Recent Reading

It was about this time last year that I got behind in reviewing what I had read recently and gave up and simply posted a list of recent reads. Must be the time of year. I’ve definitely been having trouble getting through any book; I have tons of things half read, and I’m very frustrated by that. I used to read a lot on the weekends, but the last couple years we’ve been so busy that most of my reading is done at night before I go to bed, and I’m irritated by the stop and go effect.

Chicago from the Air
by Marcella Colombo, Gianfranco Peroncini
Crappy book. Very difficult to read, and not easy to get a good idea of what the whole of Chicago looks like from above. Could have been much better done.

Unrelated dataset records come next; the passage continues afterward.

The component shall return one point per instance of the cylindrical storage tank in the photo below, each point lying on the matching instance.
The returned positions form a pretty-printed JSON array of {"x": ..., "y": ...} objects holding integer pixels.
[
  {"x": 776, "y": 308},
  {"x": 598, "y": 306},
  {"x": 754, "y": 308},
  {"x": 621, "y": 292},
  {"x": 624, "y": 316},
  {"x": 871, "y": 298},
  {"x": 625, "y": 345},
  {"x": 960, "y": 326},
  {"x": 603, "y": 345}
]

Museum of the Missing: A History of Art Theft
by Simon Houpt and Julian Radcliffe
Non-Fiction
Cool book on major art thefts throughout history, and how the current inflated price of fine art drives recent thefts.

The Shadow of the Wind
by Carlos Ruiz Zafon
Fiction
“Daniel Sempere, the son of a widowed bookstore owner, is 10 when he discovers a novel, The Shadow of the Wind, by Julián Carax. The novel is rare, the author obscure, and rumors tell of a horribly disfigured man who has been burning every copy he can find of Carax’s novels. The man calls himself Laín Coubert-the name of the devil in one of Carax’s novels. As he grows up, Daniel’s fascination with the mysterious Carax links him to a blind femme fatale with a “porcelain gaze,” Clara Barceló; another fan, a leftist jack-of-all-trades, Fermín Romero de Torres; his best friend’s sister, the delectable Beatriz Aguilar; and, as he begins investigating the life and death of Carax, a cast of characters with secrets to hide.”
I took this on the cruise with me and thoroughly enjoyed it.

The Poe Shadow
by Matthew Pearl
Fiction
A young lawyer in 1849 Richmond sets out do discover why his hero Edgar Allen Poe died under strange and unfortunate circumstances. His investigation confounds and disappoints his family and friends, and eventually lands him in jail for murder. But his instinctive sense that something about Poe’s death wasn’t quite right leads him on. I enjoyed the book, but there are definitely sections that dragged, and I found myself as exasperated at the hero as his own family at times.

A Perfect Mess: The Hidden Benefits of Disorder–How Crammed Closets, Cluttered Offices, and On-the-Fly Planning Make the World a Better Place
by Eric Abrahamson and David H. Freedman
Non-Fiction
As noted in the Amazon description — “that organizational efforts tend to close off systems to random, unplanned influences that might lead to breakthroughs.” They have some very valid points, and very entertaining examples; the book was definitely worth reading.

The Mysterious Benedict Society
by Trenton Lee Stewart and Carson Ellis
Young Adult Fiction
“After Reynie Muldoon responds to an advertisement recruiting “gifted children looking for special opportunities,” he finds himself in a world of mystery and adventure. The 11-year-old orphan is one of four children to complete a series of challenging and creative tasks, and he, Kate, Constance, and Sticky become the Mysterious Benedict Society.”
I really enjoyed this kids book, it was very inventive and reminded me a lot of one of my favorite books from childhood – The Westing Game.